Una visión peligrosa, absurda y perfecta que me arrancaba la respiración como si yo fuese el que acababa de sumergirse en agua helada.

No dije nada.

Mis botas se hundieron en la espuma que ya cubría el suelo, cada paso un recordatorio de que estaba cruzando una frontera peligrosa.

El agua caliente me lamía los tobillos, empapando la tela de mis pantalones, pero nada de eso importaba.

Mis ojos no podían apartarse de ella.

Eliza levantó la vista, todavía con esa chispa divertida en los labios, inconsciente —o desinteresada— de la tormenta que hervía en mi interior.

Su risa me golpeaba como un arma suave, como si en vez de temerme quisiera provocarme con la misma inocencia descarada que me estaba desquiciando.

Mi respiración se volvió más lenta, más profunda.

Cada inhalación me llenaba del contraste imposible de su aroma: champagne, jabón… y Stephan.

Siempre Stephan.

Ese maldito rastro no cedía, como si estuviera tatuado en su piel.

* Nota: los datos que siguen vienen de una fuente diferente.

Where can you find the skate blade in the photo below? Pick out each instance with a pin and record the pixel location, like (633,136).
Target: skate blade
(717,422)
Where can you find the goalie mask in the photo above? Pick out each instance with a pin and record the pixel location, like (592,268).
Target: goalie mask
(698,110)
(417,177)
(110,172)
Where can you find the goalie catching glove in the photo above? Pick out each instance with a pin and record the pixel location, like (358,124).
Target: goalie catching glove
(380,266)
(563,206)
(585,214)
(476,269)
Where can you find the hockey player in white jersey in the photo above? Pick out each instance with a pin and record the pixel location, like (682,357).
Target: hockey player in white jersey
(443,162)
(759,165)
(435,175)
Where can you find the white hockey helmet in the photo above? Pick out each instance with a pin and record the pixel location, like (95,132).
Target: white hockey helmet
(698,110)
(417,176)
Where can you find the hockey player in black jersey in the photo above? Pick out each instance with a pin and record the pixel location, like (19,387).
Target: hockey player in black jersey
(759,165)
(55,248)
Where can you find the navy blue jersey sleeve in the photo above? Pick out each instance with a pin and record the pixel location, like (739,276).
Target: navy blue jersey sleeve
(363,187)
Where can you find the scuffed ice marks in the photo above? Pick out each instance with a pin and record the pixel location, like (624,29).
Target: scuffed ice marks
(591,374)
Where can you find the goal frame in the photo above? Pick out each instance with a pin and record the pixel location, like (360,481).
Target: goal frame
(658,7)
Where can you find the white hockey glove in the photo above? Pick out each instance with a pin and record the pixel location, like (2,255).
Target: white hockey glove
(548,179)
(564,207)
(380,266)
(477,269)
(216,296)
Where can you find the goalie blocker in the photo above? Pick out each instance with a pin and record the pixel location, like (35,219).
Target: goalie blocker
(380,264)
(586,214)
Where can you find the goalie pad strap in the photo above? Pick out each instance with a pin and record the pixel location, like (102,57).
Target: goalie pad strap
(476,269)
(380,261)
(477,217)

Y aun así, lo que más me enloquecía era la nota debajo, más tenue pero devastadora: el eco íntimo de su placer.

Mis manos se cerraron en puños.

Una parte de mí quería sacudirla, recordarle quién era yo, a quién pertenecía.

La otra quería hundirse en esa espuma, en esa piel perlada, y marcarla tan profundo que no hubiera sombra ni aroma que la reclamara nunca más.

Di otro paso, la penumbra de la puerta quedando atrás, y la luz encantada del baño me envolvió junto a ella.

Eliza inclinó la copa vacía como si todavía brindara, y esa sonrisa, tan ridícula como peligrosa, me hizo olvidar por un instante que venía a enseñarle obediencia.

No entendía cómo lo lograba, pero ahí estaba: desarmándome.

Yo, Lucian, Alfa de la Sombra, reducido a un hombre que contenía el aliento frente a su hembra cubierta de burbujas.

Mi furia seguía ahí, rugiendo por debajo, pero su visión la domaba como ninguna otra fuerza conocida.

Y mientras avanzaba hacia ella, me descubrí preguntándome si lo que me quemaba era rabia, deseo… o la certeza de que, al final, ella sería mi perdición.